In the 2015 letter, the experts warned, “Unlike nuclear weapons, [autonomous weapons systems] require no costly or hard-to-obtain raw materials, so they will become ubiquitous and cheap for all significant military powers to mass-produce.” In the 2017 letter, the experts stress that technological developments fast outpace regulation: “We do not have long to act. Once this Pandora’s box is opened, it will be hard to close.”
The two Canadian signatories of the more recent letter are Ryan Gariepy of the Waterloo-based Clearpath Robotics and Yoshua Bengio, founder of Montreal-based Element AI. Ryan Gariepy has been a leading voice of the Canadian robotics industry, calling for regulation and ultimately a ban on fully autonomous systems. Gariepy, as quoted in The Guardian, said, “Unlike other potential manifestations of AI which still remain in the realm of science fiction, autonomous weapons systems are on the cusp of development right now and have a very real potential to cause significant harm to innocent people along with global instability.”

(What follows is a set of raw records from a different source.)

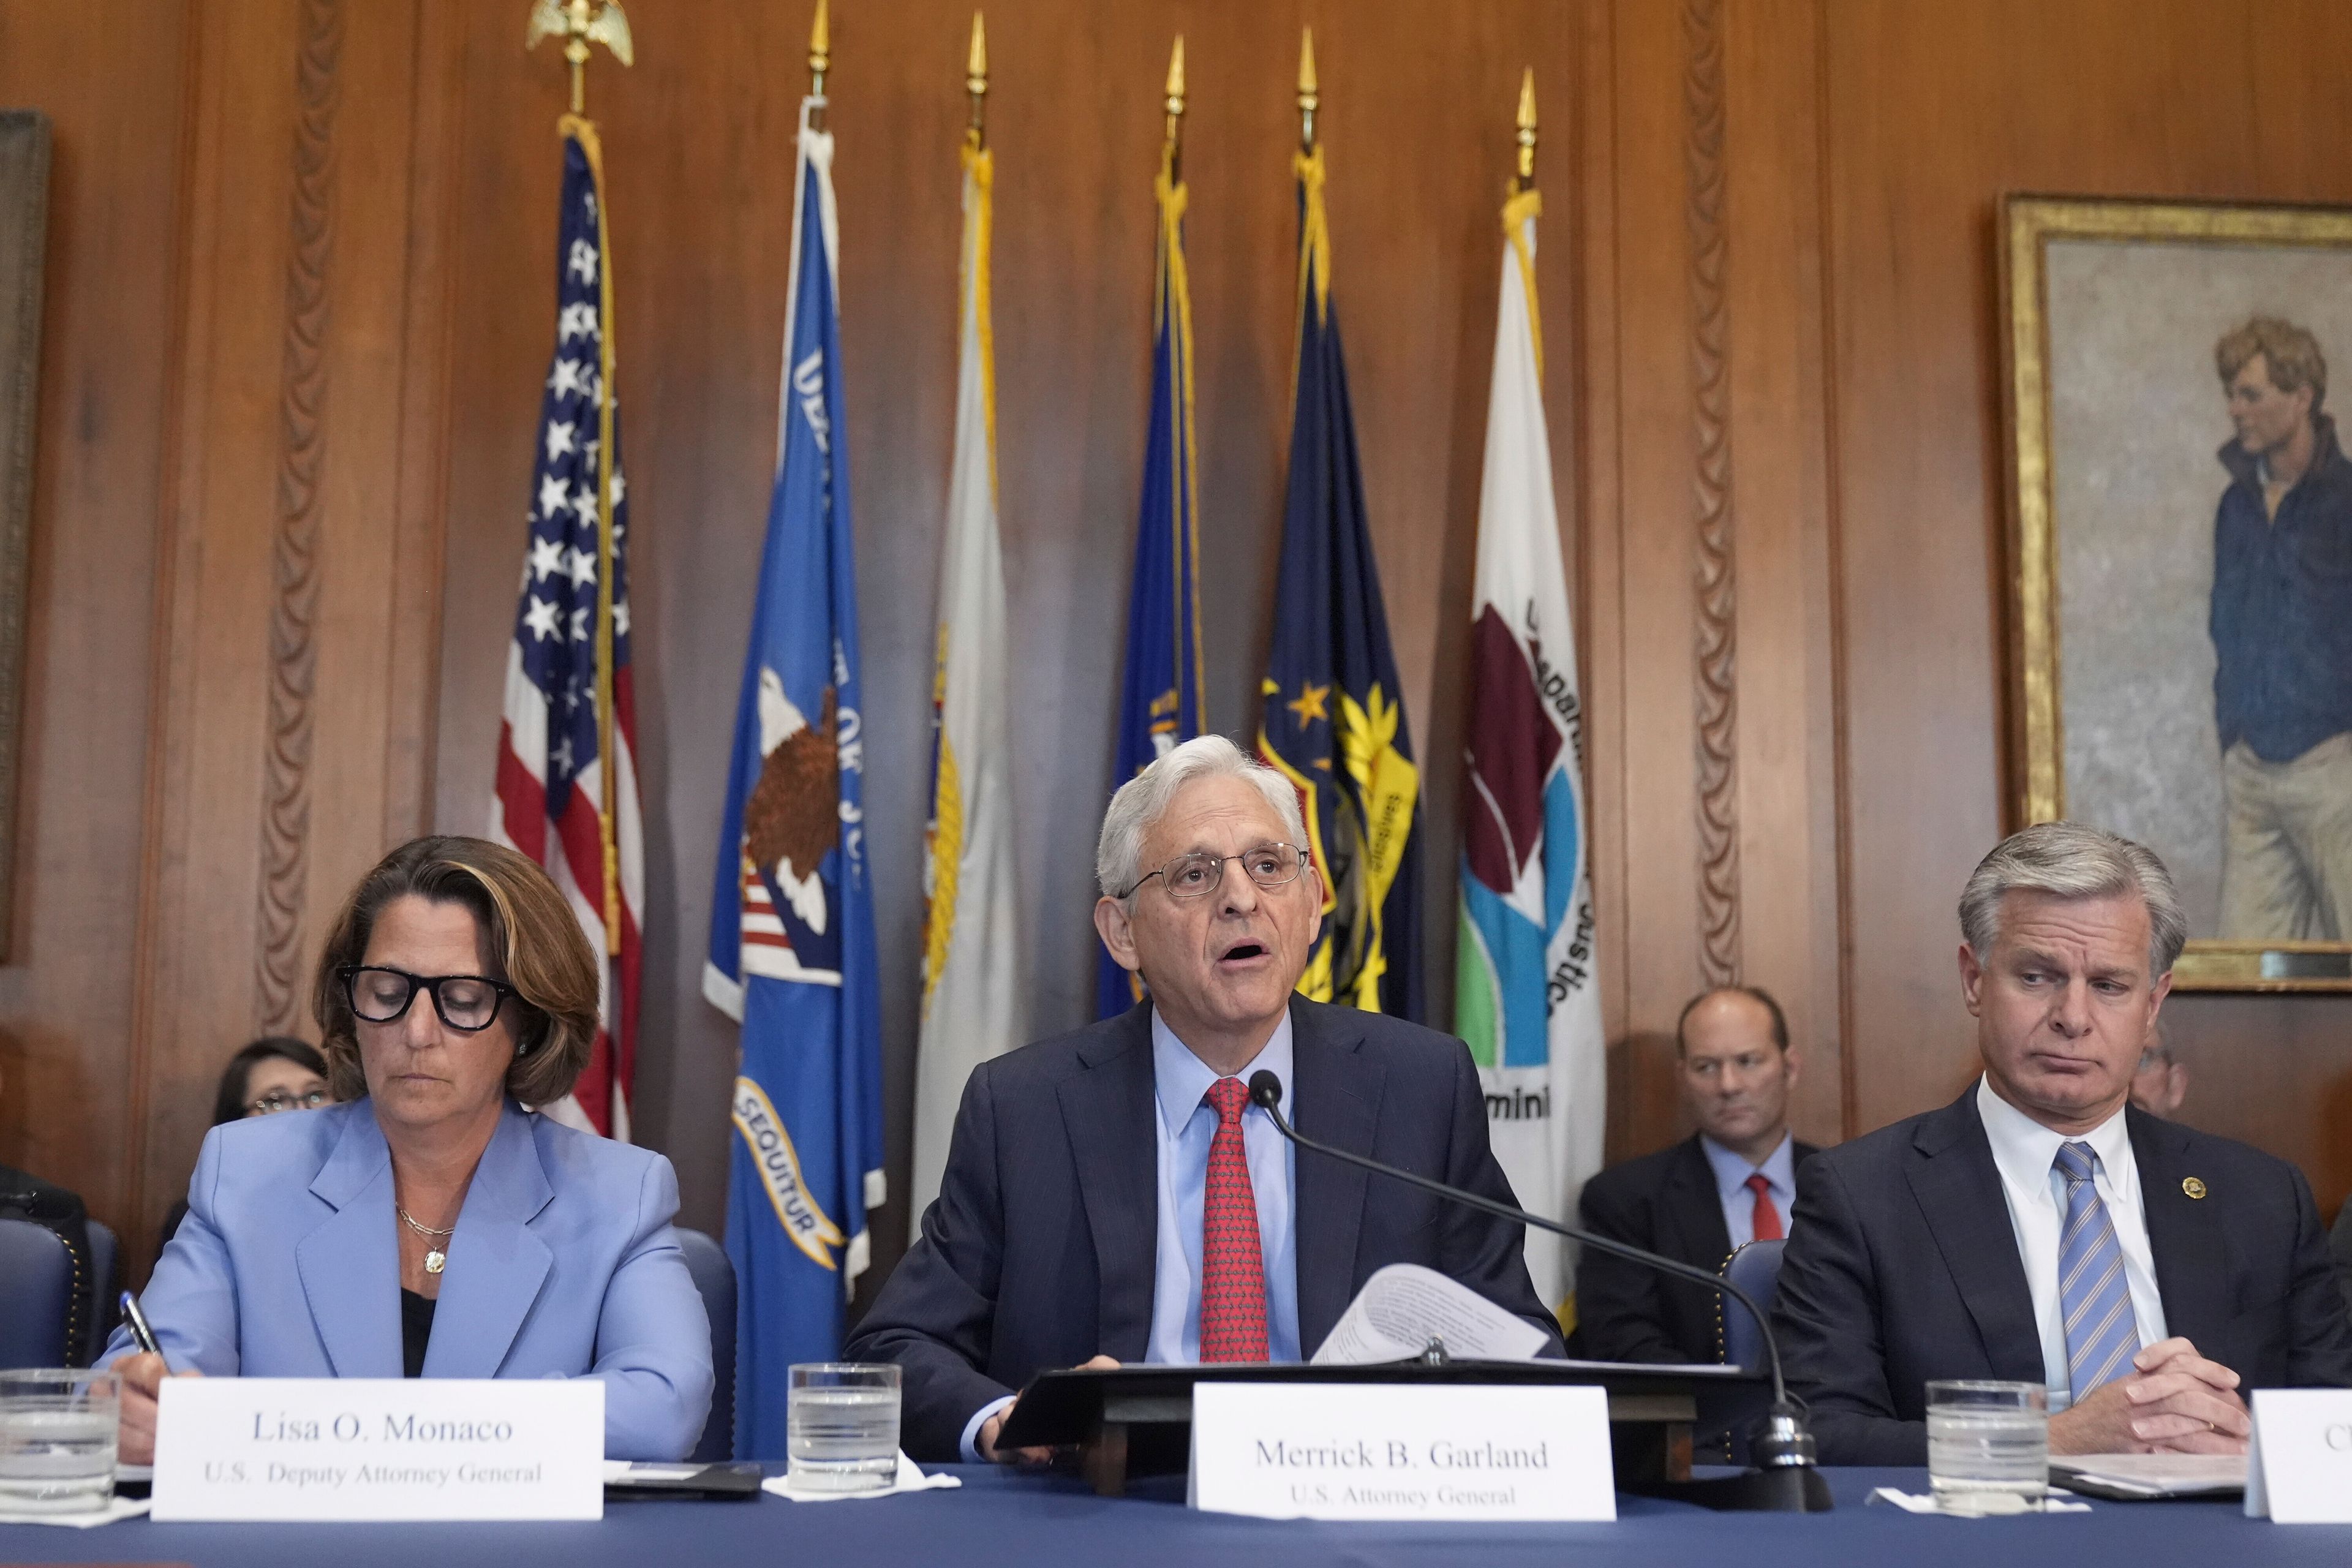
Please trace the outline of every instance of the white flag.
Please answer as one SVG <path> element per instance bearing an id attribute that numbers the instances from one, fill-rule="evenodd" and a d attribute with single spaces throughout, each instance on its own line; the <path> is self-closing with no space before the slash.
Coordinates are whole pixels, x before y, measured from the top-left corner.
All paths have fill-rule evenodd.
<path id="1" fill-rule="evenodd" d="M 1508 243 L 1471 605 L 1454 1029 L 1477 1060 L 1495 1157 L 1519 1202 L 1572 1224 L 1579 1190 L 1601 1168 L 1607 1106 L 1584 710 L 1544 435 L 1541 210 L 1533 191 L 1503 206 Z M 1528 1268 L 1546 1301 L 1570 1299 L 1575 1279 L 1557 1237 L 1528 1233 Z"/>
<path id="2" fill-rule="evenodd" d="M 939 666 L 931 686 L 930 853 L 924 891 L 923 1025 L 915 1058 L 911 1235 L 939 1195 L 964 1080 L 1021 1044 L 1021 954 L 1013 898 L 1013 755 L 1004 563 L 996 537 L 996 359 L 989 321 L 990 183 L 984 149 L 963 155 L 962 344 L 955 458 L 940 561 Z"/>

The date of the 2017 letter is also important: it was supposed to be the start of meetings of the UN Convention on Certain Conventional Weapons (CCW) in Geneva, Switzerland. In particular, it was supposed to be the start of meetings of the Group of Governmental Experts, a much anticipated step in the process of creating meaningful regulation and preventing an arms race in what experts have called the “third revolution of warfare.” However, the GGE meetings were cancelled when a number of countries did not pay their UN dues. The GGE meetings have been rescheduled for November.
The CCW has been examining the issue of killer robots since 2014. The Campaign to Stop Killer Robots, to which Project Ploughshares belongs, has called for a preemptive ban. This call has been endorsed by 19 countries so far. Canada has taken a more cautious approach, calling for more discussions and asking for the GGE to provide a clearer definition of “meaningful human control”—which means that humans should always be involved in critical decisions made by a weapons systems, such as the decision to kill.
With the November meetings in mind, we call for countries such as Canada to heed these calls from experts and to take measures that will protect the world from this danger.